La situación no deja de ser paradójica. Casado se postuló como el líder de las bases, pero los militantes apoyaron a la ex vicepresidenta Sáenz de Santamaría y, contrariamente a sus palabras iniciales, cocinó acuerdos de aparato para hacerse con el voto mayoritario de los compromisarios, ensalzando un sistema de elección que no es propiamente de doble vuelta. La alianza negativa de los candidatos vencidos en la primera vuelta no fue muy distinta de la urdida en la moción de censura contra Rajoy, tan criticada en su momento dentro del PP. Tampoco en este caso ha habido debate alguno de ideas ni proyectos.
Casado apela a la renovación, pero pese al relevo generacional que supone su elección, el aire que trae es antiguo. Sus padrinos son el segundo Aznar y Esperanza Aguirre, que han destacado como pocos en la siembra de la discordia entre los populares en tiempos de Rajoy, amén de la responsabilidad de ambos (aunque sea por dejación como reconoció tardíamente la propia Aguirre) en el florecimiento de la corrupción que ha pagado el PP de Rajoy. Vuelve el PP más orgulloso de sí mismo (Aznar nunca ha reconocido ninguna responsabilidad en la decadencia del PP), aunque para disimular Casado se haya paseado durante el cónclave popular con el hijo de Adolfo Suárez colgado del brazo.
Es evidente que una parte del PP está feliz con el supuesto regreso a las esencias, por más que no se haya facilitado una real integración interna, al haberla entendido Casado a la vieja usanza, rodeándose de compañeros fieles y agradecidos a quienes por el hecho de ser muy próximos considera los mejores. Lo mismo ha hecho Pedro Sánchez premiando a sus incondicionales con puestos en los distintos escalones del gobierno o al frente de organismos clave y grandes empresas públicas. Las redes clientelares se entienden mal con la regeneración política, tan mal como con la simple política de gestos o los pildorazos ideológicos, a los que se ha sumado Casado, que nada contribuyen a elevar el nivel del debate público. Casado ha hecho, de golpe, más fuerte al presidente Sánchez.

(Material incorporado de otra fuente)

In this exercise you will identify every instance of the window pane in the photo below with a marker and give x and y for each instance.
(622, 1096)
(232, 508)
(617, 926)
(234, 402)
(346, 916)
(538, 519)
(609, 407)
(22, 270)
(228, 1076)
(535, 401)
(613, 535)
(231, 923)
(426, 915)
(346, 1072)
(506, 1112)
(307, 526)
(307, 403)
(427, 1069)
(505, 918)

La nueva política en manos de los viejos partidos no puede quedarse en un simple relevo generacional. Esto puede resultar incluso peligroso. La regeneración política por la que suspira la ciudadanía crítica se vuelve contra el virtuosismo del político que ha sacrificado todo a la cosa pública (casa, hacienda, trabajo, gloria) y convierte así la política en su objeto de ambición y en su única fuente de medro y reconocimiento personal. Los viejos partidos después de cuarenta años de democracia han fabricado políticos jóvenes que no han conocido otra experiencia profesional que la política, pasando de dirigentes juveniles en sus organizaciones a concejales, cargos autonómicos, parlamentarios, hasta conseguir dar el salto a la política nacional. Casado es un buen ejemplo de ello.

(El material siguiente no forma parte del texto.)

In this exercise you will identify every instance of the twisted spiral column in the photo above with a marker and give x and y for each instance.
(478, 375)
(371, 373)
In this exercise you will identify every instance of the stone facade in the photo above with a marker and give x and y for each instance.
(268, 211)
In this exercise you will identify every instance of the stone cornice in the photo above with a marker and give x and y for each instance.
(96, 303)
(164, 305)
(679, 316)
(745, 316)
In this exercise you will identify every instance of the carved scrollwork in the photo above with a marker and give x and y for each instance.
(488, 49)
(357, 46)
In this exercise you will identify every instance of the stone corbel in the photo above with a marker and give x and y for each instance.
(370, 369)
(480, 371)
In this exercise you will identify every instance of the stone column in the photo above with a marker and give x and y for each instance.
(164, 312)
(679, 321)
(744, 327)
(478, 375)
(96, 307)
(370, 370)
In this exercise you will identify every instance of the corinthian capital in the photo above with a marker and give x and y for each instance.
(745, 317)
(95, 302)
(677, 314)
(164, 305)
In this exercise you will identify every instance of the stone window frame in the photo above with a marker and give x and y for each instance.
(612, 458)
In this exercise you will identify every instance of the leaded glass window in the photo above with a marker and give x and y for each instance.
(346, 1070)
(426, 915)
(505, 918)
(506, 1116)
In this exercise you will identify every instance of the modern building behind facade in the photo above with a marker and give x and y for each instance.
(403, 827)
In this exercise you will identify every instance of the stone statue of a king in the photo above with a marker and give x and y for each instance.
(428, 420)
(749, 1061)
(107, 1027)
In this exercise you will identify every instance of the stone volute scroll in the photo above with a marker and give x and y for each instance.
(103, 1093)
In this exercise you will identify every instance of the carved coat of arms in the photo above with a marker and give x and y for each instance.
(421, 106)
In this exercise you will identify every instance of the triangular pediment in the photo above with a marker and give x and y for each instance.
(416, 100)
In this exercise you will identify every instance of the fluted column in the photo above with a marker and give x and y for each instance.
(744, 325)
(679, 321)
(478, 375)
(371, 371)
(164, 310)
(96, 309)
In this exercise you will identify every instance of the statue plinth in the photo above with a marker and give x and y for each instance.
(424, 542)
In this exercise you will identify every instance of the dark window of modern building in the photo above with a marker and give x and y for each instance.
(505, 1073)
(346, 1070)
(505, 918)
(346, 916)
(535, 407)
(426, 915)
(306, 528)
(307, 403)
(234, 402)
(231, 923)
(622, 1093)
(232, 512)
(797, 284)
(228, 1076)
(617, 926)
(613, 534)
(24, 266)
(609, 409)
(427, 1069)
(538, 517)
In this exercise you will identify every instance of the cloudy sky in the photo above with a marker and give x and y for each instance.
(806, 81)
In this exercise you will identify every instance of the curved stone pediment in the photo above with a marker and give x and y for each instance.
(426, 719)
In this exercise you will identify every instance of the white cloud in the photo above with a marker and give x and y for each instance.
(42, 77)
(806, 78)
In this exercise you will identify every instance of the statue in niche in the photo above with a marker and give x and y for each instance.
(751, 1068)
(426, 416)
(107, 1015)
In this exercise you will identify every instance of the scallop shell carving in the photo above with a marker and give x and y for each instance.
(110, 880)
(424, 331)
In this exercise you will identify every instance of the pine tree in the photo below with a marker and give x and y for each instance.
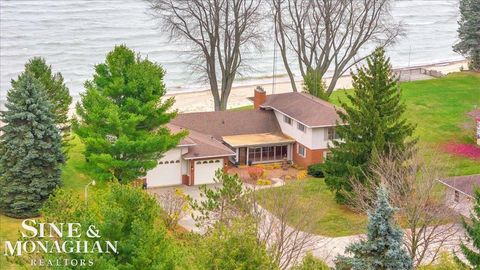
(469, 32)
(382, 249)
(374, 126)
(472, 231)
(123, 117)
(30, 149)
(56, 90)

De ahí que el caso del master del nuevo líder popular revista significación. La respuesta inmediata de los actuales dirigentes es preocupante. El caso existía antes de la elección de Casado, quien sin embargo ha reaccionado de manera victimista como el mayor perseguido de la historia, con argumentos improcedentes, llevados al extremo por el nuevo secretario general del PP (originario de Nueva Generaciones como Casado), que se preguntaba si debía presentar los justificantes de educación primaria (evidentemente no, porque es obligatoria en España).
¿Tan difícil es de entender que no cabe ningún trato de favor por una presunta dedicación exclusiva a la política hasta el punto de regalar el esfuerzo que el común de los ciudadanos invierte en su formación? El talento político no se cifra en los títulos superiores obtenidos, pues nadie está forzado a coleccionarlos. Tampoco debe reducirse al aprendizaje de argumentarios de partido o manuales del elector. El talento político implica ciertamente conocimientos, competencias funcionales y también inteligencia moral. Frente a quienes se apresuran a restar cualquier importancia al tema y denuncian su politización, que esta cuestión del master en las presentes circunstancias, más allá del tema del aforamiento, llegue al Tribunal Supremo es un signo de independencia que honra y compromete a la justicia española. Seguro que revertirá, de una forma u otra, en una mayor madurez de nuestra cultura política.